Overall, the longitudinal cortical network analysis revealed an increase in local and modular connections over 12 months in patients with MS. These longitudinal changes were attested both in patients with NEDA and in patients with EDA, indicating continuous cortical reorganization independent of disease activity. This local and modular cortical reorganization was not detected in HCs over the same period of time. Similar network alterations were seen even at shorter periods of follow up already at a timespan of less than 12 months in an independent patient cohort.

Longitudinal network changes

In the case of the local network measures, we found that modularity, clustering coefficient, local efficiency, and transitivity characterizing local connectivity properties (based on 20 density values per group per time point) increased over 1 year in patients (Figure 3).

Figure 3.

Figure 3.

Longitudinal network measures of multiple sclerosis (MS) patients and healthy controls.

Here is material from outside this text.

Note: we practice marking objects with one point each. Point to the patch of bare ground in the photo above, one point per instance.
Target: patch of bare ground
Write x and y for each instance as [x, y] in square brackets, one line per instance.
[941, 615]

The plots show the estimated mean and standard deviation values at the two time points for the measures clustering coefficient, modularity, local efficiency, and transitivity for the cortical thickness analyses (**p < 0.001).

Modularity increased between baseline and 12 months in patients (F(1,38) = 8.472, p < 0.001; [post hoc: p < 0.001]), but no significant differences were detected in HCs (F(1,38) = 1.685, p > 0.05). This longitudinal increase suggests cortical reorganization towards a structure with stronger intramodular connections and increased local homogeneity, indicated by more connections within a module than expected by chance.

For the network measure clustering coefficient, ANOVA revealed an increase in patients over time (F(1,38) = 6.475, p < 0.001; [post hoc: p < 0.001]), whereas there was no difference in HCs (F(1,8) = 1.378, p > 0.05). Increased clustering coefficient indicates local pathology spreading and homogenization in neighboring regions. This increase in local clusters was seen in the temporal (middle temporal gyrus and hippocampus), occipital (cuneus and calcarine cortex), and parietal (precuneus) lobes. Clusters with the highest increase in clustering coefficient (above the 95th percentile) are shown in Figure 4 and Table 2.

Figure 4.

Figure 4.

Topological representation of restructured clusters.

Topological representation of clustering coefficient changes between baseline (0 months) and the last time point (12 months). Regions with the highest clustering coefficient changes over time (only clusters above the 95% confidence interval are shown) as a marker of local reorganization.

CUNL, cuneus (left); OLFL, olfactory cortex (left); TEML, middle temporal gyrus (left); CALR, calcarine cortex (right); HIPR, hippocampus (right); PRCL, precuneus (left); PRCR, precuneus (right); PRER, precentral gyrus (right).

Table 2.

Brain regions of restructured clusters. Results of the comparison of clustering coefficient between baseline (0 months) and 12 months from the complete multiple sclerosis patient cohort (eight brain regions with the corresponding p value). Only the cortical regions above the 95% confidence interval of clustering coefficient are shown. The Montreal Neurological Institute (MNI) coordinates (x, y, and z) and p values are given.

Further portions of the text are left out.